Courts lifts gag order on 'severe scandal' relating to police, Rabbi Pinto

Rabbi Yeshayahu Pinto is suspected of attempting to bribe a police officer; Knesset to hold hearings next week.

Rabbi Yeshayahu Pinto (photo credit: Wikimedia Commons)
Rabbi Yeshayahu Pinto
(photo credit: Wikimedia Commons)

The Jerusalem Magistrate’s Court on Wednesday granted a request of several Hebrew media outlets to remove the gag order on the “severe scandal” that has rocked the Israel Police this week.
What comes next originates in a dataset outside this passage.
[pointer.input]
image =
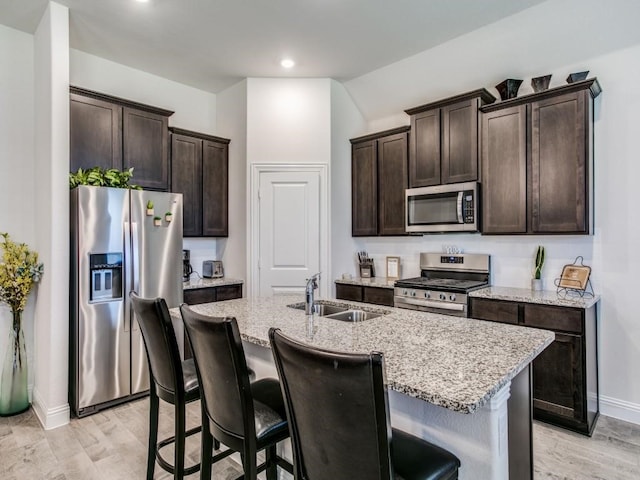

The gag order on the scandal, reportedly involving high-level law enforcement officials as well as Rabbi Yoshiyahu Yosef Pinto, is expected to be officially removed Thursday morning.
A spokesman for the Knesset Interior Committee confirmed on Wednesday that it would be holding closed door hearings next week to investigate the severe scandal and the possibly related developments involving Pinto.
Founder of the Shuva Israel Yeshiva, Pinto is a well-known rabbi both in Israel and the US, and a descendant of two Sephardi rabbinical dynasties, Pinto and Abuhatzeira. He was listed as the seventh-richest rabbi in Israel last year by Forbes Israel.
Pinto has served as an adviser to a battery of Israel’s elite, including businessman Yitzhak Tshuva, Justice Minister Tzipi Livni, former justice minister Yaakov Neeman and floundering business tycoon Nochi Dankner.
The exact date of the hearing was still undecided as the situation appeared fluid, and the spokesman refused to comment on the substance of the scandal on the grounds that the committee’s deliberations were to be secret.
In advance of the lifting of the gag order and recent developments, Pinto released a vague statement to followers saying, “an ugly period has befallen us, has come upon us through no fault of our own and solely for poor and disgusting reasons, using scare tactics, intimidation and misdeeds, for which this is not the place to specify.”
The Israel Police responded to the news saying that it had nothing to add to its Tuesday statement.
The committee’s hearings are to go forward despite the Israel Police’s Tuesday statement that recent reports of a severe scandal in the law-enforcement body were unsubstantiated.
“We advise reporters and others to avoid artificially creating something that is nothing but air, supported by the scattering of hints, about the leadership of the Israel Police,” it had previously said.
It said that the reports were on the brink of violating gag orders and that “the connection between them and reality is nonexistent.”
The police were referring to reports in Haaretz and elsewhere this week that “a severe scandal is shaking the Israel Police.”
According to the media, the case threatens the police’s top brass and will deal a serious blow to public faith in the organization.
The police response came as local media reported that there were new developments in the bribery case against Pinto.
The police stressed that the Pinto case or any other singular case could not compromise the reputation of an entire organization, adding that its reputation could certainly not be shaken by the dramatic statements of some journalists.
In 2012,  Pinto was arrested along with his wife after police allegedly recorded him giving a briefcase full of cash to then Asst.-Ch. Ephraim Bracha – now the head of the police’s National Fraud Squad.
Police said at the time that Pinto was trying to bribe Bracha in order to gain information about an investigation into a charity Pinto ran. However, Pinto denied the charge.
Bracha himself was a follower of the Ashdod and New York-based rabbi in the past and, according to people close to Pinto, had previously received financial assistance from the rabbi.
Last week, Channel 10 and Haaretz reported that the attorney-general decided to put a hold on the police investigation and the issuing of an indictment against Pinto, after receiving new information about the case.
Reports have circulated that the information was linked to an FBI investigation, in which Pinto is a witness, as well as his personal connection to Bracha.
Police would not comment on the Pinto case on Tuesday, saying that the case was not in their hands.
The Justice Ministry would not comment on the case either, though one source from the ministry did say that Bracha, whom a ministry probe previously cleared, was not the subject of a Justice Ministry investigation.
Also, late Wednesday night, Channel 2 reported that there were disagreements between elements of the defense establishment and of the Justice Ministry on agreements reached with Pinto’s defense counsel.
Channel 10 reported that Pinto had passed a private polygraph test that confirmed his story relating to the above controversy.